Heng Pov, who was a senior police chief in Phnom Penh, has already amassed about 100 years in prison for various crimes, including conspiracy to murder and possession of the fake cash.
Mr Pov, 60, was accused of possessing the counterfeit money in 2006 at his home in Kandal province’s Takhmao city.
In the courtroom, Mr Pov asked the judges not to waste time questioning him but to get his sentencing over and done with, since he knew he would not receive justice.
“I have already been imprisoned for 12 years,” Mr Pov said to reporters before the trial, adding he had been framed by colleagues, including his enemy Lieutenant General Mak Chito, who is now deputy national police chief.
Mr Pov said he had been sentenced in seven different cases, claiming that if he should be behind bars, then so should many other police officials.

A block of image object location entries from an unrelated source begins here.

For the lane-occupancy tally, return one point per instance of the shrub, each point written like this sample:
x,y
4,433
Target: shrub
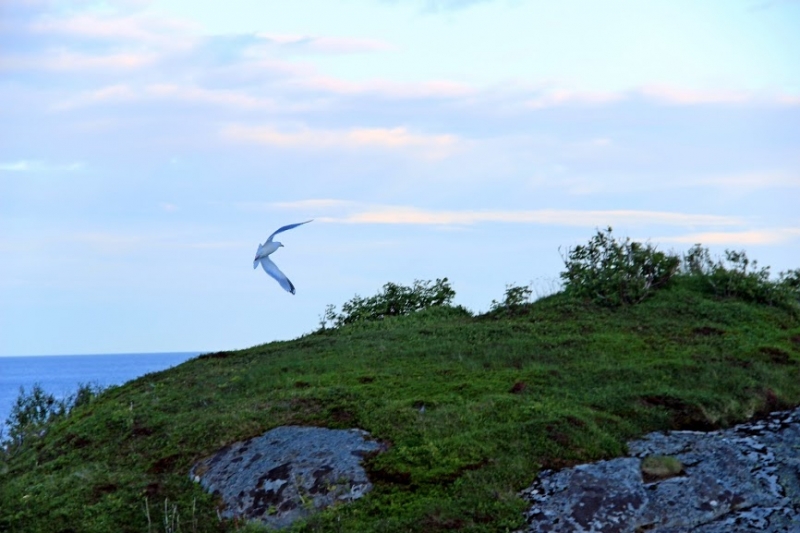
x,y
516,296
394,300
34,411
614,272
736,276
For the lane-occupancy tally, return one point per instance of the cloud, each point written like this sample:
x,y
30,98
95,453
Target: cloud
x,y
358,213
138,29
771,236
121,93
387,138
558,97
63,60
29,165
748,181
679,96
386,88
436,6
327,45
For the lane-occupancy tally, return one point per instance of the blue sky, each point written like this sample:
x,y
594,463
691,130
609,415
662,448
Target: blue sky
x,y
148,147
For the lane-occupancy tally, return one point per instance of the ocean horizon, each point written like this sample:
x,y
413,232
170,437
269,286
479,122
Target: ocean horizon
x,y
60,375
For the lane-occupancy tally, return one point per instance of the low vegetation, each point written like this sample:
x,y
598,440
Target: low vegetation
x,y
638,340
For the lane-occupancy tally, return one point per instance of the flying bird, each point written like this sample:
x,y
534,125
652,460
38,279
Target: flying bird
x,y
262,256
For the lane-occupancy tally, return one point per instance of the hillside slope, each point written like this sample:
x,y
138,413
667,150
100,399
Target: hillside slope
x,y
548,384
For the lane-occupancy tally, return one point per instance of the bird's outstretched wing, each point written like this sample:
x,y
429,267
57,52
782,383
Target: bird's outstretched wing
x,y
271,269
284,228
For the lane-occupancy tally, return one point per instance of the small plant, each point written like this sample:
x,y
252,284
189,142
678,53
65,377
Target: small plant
x,y
516,296
394,300
736,276
33,412
614,272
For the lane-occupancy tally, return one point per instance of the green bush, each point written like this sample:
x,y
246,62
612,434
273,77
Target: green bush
x,y
736,276
34,411
394,300
516,296
615,272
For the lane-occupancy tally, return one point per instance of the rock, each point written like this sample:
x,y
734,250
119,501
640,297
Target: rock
x,y
287,473
743,479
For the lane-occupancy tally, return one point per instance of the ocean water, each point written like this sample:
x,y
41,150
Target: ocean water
x,y
60,375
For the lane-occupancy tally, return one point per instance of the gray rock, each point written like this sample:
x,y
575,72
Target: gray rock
x,y
287,473
743,479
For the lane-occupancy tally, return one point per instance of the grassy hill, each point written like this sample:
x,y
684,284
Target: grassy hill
x,y
527,386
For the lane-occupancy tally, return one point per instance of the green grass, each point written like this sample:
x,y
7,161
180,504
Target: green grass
x,y
557,383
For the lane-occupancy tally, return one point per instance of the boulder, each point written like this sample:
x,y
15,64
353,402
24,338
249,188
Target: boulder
x,y
743,479
287,473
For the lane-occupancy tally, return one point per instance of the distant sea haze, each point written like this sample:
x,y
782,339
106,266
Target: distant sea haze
x,y
60,375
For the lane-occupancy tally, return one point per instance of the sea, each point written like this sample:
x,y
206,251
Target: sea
x,y
60,375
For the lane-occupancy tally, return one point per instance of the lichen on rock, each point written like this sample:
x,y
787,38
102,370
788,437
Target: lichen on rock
x,y
287,473
743,479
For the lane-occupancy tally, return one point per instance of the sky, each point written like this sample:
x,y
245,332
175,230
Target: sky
x,y
148,146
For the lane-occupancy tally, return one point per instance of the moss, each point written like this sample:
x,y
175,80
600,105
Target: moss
x,y
559,382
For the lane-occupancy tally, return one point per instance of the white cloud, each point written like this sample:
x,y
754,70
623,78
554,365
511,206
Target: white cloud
x,y
359,213
770,236
139,29
30,165
353,138
64,60
331,45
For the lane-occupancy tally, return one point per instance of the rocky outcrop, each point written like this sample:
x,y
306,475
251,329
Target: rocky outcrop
x,y
743,479
287,473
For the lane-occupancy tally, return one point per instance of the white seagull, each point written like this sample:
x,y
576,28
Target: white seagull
x,y
262,256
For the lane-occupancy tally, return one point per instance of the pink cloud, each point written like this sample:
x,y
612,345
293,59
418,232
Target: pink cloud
x,y
739,238
353,138
673,95
332,45
137,28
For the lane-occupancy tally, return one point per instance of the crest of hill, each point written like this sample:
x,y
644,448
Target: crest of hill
x,y
469,408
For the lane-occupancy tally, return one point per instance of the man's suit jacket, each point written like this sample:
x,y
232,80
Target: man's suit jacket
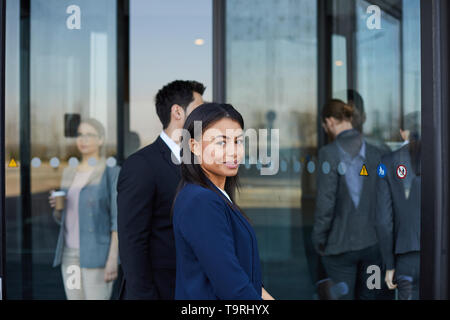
x,y
339,226
146,189
217,251
398,216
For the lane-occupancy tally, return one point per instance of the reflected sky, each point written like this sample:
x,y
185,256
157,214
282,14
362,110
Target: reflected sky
x,y
163,49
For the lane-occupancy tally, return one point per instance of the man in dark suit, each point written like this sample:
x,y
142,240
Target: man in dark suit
x,y
146,188
344,232
398,214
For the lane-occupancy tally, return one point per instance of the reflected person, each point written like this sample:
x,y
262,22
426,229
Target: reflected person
x,y
344,229
87,245
398,213
216,246
359,119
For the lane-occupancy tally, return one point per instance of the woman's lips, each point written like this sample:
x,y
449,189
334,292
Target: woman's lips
x,y
232,165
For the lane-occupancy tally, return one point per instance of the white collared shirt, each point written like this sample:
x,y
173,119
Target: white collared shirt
x,y
173,146
225,194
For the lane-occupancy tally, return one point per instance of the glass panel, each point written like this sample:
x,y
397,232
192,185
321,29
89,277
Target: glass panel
x,y
169,40
272,80
72,126
310,234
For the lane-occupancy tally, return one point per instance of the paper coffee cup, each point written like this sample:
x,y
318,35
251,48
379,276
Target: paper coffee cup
x,y
60,197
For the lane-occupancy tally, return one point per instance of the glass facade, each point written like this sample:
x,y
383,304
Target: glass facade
x,y
285,61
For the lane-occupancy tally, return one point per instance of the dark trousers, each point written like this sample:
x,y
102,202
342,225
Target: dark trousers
x,y
407,273
350,268
164,282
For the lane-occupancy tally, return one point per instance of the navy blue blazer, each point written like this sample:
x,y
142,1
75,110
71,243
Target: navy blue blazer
x,y
216,249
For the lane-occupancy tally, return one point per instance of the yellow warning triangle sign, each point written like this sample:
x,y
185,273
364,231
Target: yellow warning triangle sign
x,y
364,172
12,163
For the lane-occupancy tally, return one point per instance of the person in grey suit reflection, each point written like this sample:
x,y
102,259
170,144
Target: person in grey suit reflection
x,y
344,229
398,213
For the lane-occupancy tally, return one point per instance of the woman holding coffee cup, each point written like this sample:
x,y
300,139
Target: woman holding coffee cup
x,y
85,207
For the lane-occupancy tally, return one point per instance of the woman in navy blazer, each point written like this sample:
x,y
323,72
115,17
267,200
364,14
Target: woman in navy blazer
x,y
216,248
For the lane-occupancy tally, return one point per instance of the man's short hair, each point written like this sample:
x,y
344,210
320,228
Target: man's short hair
x,y
177,92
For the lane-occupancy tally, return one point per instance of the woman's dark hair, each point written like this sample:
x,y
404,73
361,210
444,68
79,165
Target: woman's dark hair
x,y
191,172
337,109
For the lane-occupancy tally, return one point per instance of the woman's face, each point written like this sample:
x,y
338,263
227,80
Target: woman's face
x,y
222,148
88,141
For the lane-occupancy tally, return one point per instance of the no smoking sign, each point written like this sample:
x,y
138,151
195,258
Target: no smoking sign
x,y
401,172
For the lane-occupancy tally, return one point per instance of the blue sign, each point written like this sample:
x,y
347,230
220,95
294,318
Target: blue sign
x,y
381,171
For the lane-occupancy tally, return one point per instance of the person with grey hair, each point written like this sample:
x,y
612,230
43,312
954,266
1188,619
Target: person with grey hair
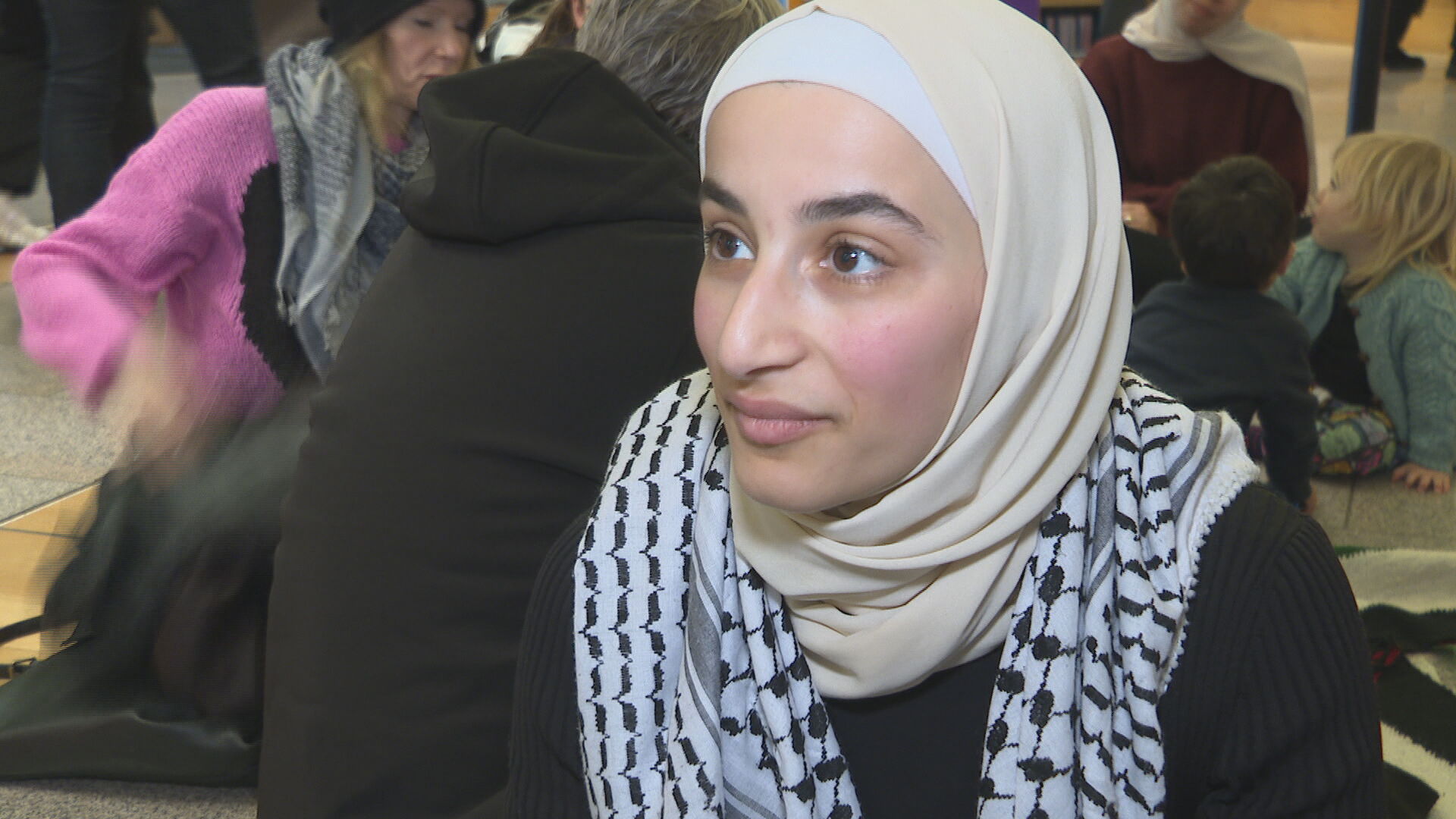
x,y
542,290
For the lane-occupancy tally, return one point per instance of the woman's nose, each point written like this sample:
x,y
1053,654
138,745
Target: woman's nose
x,y
453,46
764,324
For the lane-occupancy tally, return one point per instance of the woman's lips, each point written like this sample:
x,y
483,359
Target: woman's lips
x,y
772,423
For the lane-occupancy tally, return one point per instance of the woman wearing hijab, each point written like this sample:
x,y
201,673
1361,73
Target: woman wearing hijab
x,y
1190,82
915,544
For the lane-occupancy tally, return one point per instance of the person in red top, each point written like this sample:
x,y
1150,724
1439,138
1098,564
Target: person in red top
x,y
1190,82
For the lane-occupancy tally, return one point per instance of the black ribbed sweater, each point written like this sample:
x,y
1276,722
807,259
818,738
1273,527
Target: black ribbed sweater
x,y
1270,710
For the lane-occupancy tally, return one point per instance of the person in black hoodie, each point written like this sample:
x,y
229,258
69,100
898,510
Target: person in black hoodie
x,y
542,290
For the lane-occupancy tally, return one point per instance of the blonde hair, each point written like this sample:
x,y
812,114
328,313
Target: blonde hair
x,y
363,64
1402,191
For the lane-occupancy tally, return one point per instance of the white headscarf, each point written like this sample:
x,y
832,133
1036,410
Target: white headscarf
x,y
1257,53
924,579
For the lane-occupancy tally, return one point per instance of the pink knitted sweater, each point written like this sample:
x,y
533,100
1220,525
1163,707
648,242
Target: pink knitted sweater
x,y
171,223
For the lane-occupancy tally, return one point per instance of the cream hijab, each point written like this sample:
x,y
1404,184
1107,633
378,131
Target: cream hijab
x,y
1257,53
924,579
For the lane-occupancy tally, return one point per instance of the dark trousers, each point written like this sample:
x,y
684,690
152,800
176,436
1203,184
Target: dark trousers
x,y
98,107
22,86
1400,22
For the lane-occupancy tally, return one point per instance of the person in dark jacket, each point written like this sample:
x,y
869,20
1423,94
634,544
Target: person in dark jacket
x,y
1215,341
542,290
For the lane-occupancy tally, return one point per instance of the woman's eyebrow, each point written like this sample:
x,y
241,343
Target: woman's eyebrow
x,y
865,203
714,191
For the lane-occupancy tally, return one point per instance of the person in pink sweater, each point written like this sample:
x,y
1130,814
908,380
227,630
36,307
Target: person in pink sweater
x,y
229,253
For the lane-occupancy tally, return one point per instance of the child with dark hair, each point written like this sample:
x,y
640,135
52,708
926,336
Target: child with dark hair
x,y
1215,341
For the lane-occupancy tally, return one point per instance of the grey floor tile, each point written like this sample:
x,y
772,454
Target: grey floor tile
x,y
22,494
49,438
22,376
9,316
1379,507
1332,510
102,799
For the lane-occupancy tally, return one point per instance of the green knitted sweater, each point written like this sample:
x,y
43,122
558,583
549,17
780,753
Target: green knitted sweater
x,y
1407,327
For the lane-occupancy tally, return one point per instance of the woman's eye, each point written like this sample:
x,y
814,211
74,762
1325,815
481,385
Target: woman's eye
x,y
849,260
724,246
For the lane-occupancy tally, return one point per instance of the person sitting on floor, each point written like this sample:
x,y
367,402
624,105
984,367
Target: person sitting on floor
x,y
542,290
1375,286
916,544
1215,341
1190,82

In 1992, a dozen bandits broke into a gold shop near Olympic Stadium and made it all the way to Kampong Speu province before police cornered them in a small house.
Mr Pov’s colleagues wanted to go in shooting, but he took a megaphone and approached through a rice field, urging them to surrender and avoid bloodshed.
Instead, they opened fire and Mr Pov went down in a hail of bullets, which shredded his leg. It was later amputated.
“I lost my leg in 1992, chasing thieves in Kampong Speu,” Mr Pov said, adding he had been targeted by other police because he refused to allow bribery.
Mr Pov’s wife and his children have been granted asylum in Finland. He said he wanted to hire a lawyer but could not afford to because the court froze his bank account.
According to a statement from Mr Pov read by a court clerk, Lt Gen Chito framed him over the counterfeit cash because they were enemies.
He said Lt Gen Chito twice led forces to check his house, including once without a court warrant, because he knew that he and his wife had $300,000 cash on the property from the sale of some land.
He accused Lt Gen Chito of taking that money for himself and planting the counterfeit cash outside his home.
Mr Pov also said Lt Gen Chito and his police forces colluded with each other to confine and illegally extort money from people, as well as killing many witnesses who knew about their activities.
However, Supreme Court prosecutor Chan Darareaksmey said Mr Pov’s possession of the counterfeit cash was a breach of the law.
“Please uphold the decision of lower courts,” Mr Darareaksmey said to the judges.
Nou Chantha, the lawyer appointed by the Supreme Court to defend Mr Pov, said Lt Gen Chito broke the law when he led police forces to check the property of a colleague he was having a dispute with.
“Lt Gen Chito led his police forces to check my client’s house and took $300,000 from him without a court warrant, which was an illegal act,” Mr Chantha said.
He added that police could not verify whether the $30,000 cash allegedly found outside Mr Pov’s home was indeed counterfeit without specialist testimony from the National Bank.
“There is no evidence to incriminate my client in this case,” Mr Chantha said. “I ask the judges to acquit my client.”
Supreme Court presiding judge Soeng Panhavuth said the verdict would be announced on September 27.
In the early 1990s, Mr Pov rose to become chief of Phnom Penh’s anti-drug police department. He moved over to the National Authority for Combating Drugs, then became deputy director of the Ministry of Interior’s anti-drug department.
Lt Gen Chito was unavailable for comment.